Illinois Enacts Sweeping Changes to LLC Act

The Illinois Limited Liability Company Act (805 ILCS 180/1-1) has undergone significant changes via House Bill 4361, which was signed into law by Governor Rauner on July 28, 2016.  These amendments took effect July 1, 2017.  The consequences of the amendments to the Act may require revisiting and amending existing documents to ensure compliance with new provisions under the Act, and consistency with the intent of the parties.  Some of these changes are detailed below.  Please feel free to contact us to discuss how these amendments may impact you.   

Oral Agreements:  The Act now provides that an operating agreement may include agreements between parties that are oral, written, implied, or a combination thereof, regardless of whether such agreement is actually referred to as an operating agreement.  The amendments also except operating agreements from the Illinois statute of frauds.

Member-Management:  The new rule is that unless otherwise set forth in the operating agreement, the LLC shall be deemed to be member-managed.

Members’ Agency:  The amendments to the Act now provide that a member is not an agent of the LLC solely by reason of being a member.  Previously, the Act explicitly stated that members were considered agents.  Ordinary agency law still applies, but this change prevents a third party from relying on an assumption that the member is an agent solely on the basis of such membership. 

Statement of Authority:  The revised Act creates a new form that can (but need not) be filed with the Illinois Secretary of State that outlines the authority of the members or managers to enter into certain transactions on behalf of the LLC, including real estate transactions.  The document serves as constructive notice to third parties in the event that actions are undertaken by unauthorized members.  For companies that have inactive, hostile, or dissociated members, it may make sense to explore the filing of a Statement of Authority. 

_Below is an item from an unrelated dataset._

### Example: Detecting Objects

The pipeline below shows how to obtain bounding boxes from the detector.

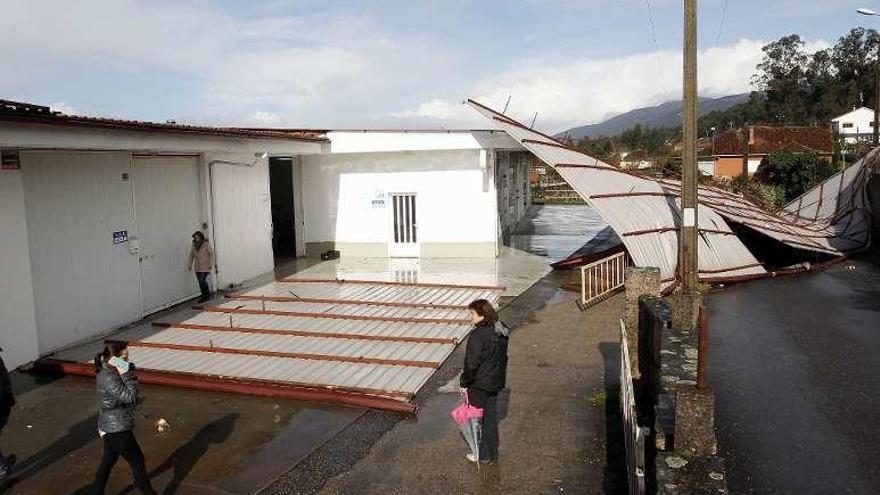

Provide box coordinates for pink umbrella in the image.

Statement of Denial:  In conjunction with the Statement of Authority, any member or manager listed in the Statement of Authority can file a statement denying any authority granted thereunder. 

No Mandatory Buyout Obligation:  The Act no longer provides that an LLC must purchase a dissociating member’s interest in the LLC.  Companies should ensure that operating agreements are well-drafted to override the default rule so that the rights and duties of all parties in the event of dissociation are clearly outlined. 

Creditor Rights:  The amendments provide greater clarity as to the rights of creditors that obtain a judgment against an LLC member and seek a charging order against the member’s interest, and distributions therefrom.  The Act now provides that a charging order constitutes a lien on the member debtor’s distributional interest. 

Absolving Fiduciary Duties:  An operating agreement may now restrict or eliminate fiduciary duties of members for certain activities if clearly and unambiguously drafted.  This does not apply to duties of members in member-managed LLCs or grossly negligent, reckless, or intentional misconduct of the member; which means that the duty of care cannot be eliminated. 

Statement of Termination:  The Act now requires that a Statement of Termination be filed by the members once the winding down has been completed.  This document replaces the Articles of Dissolution under the previous iteration of the Act.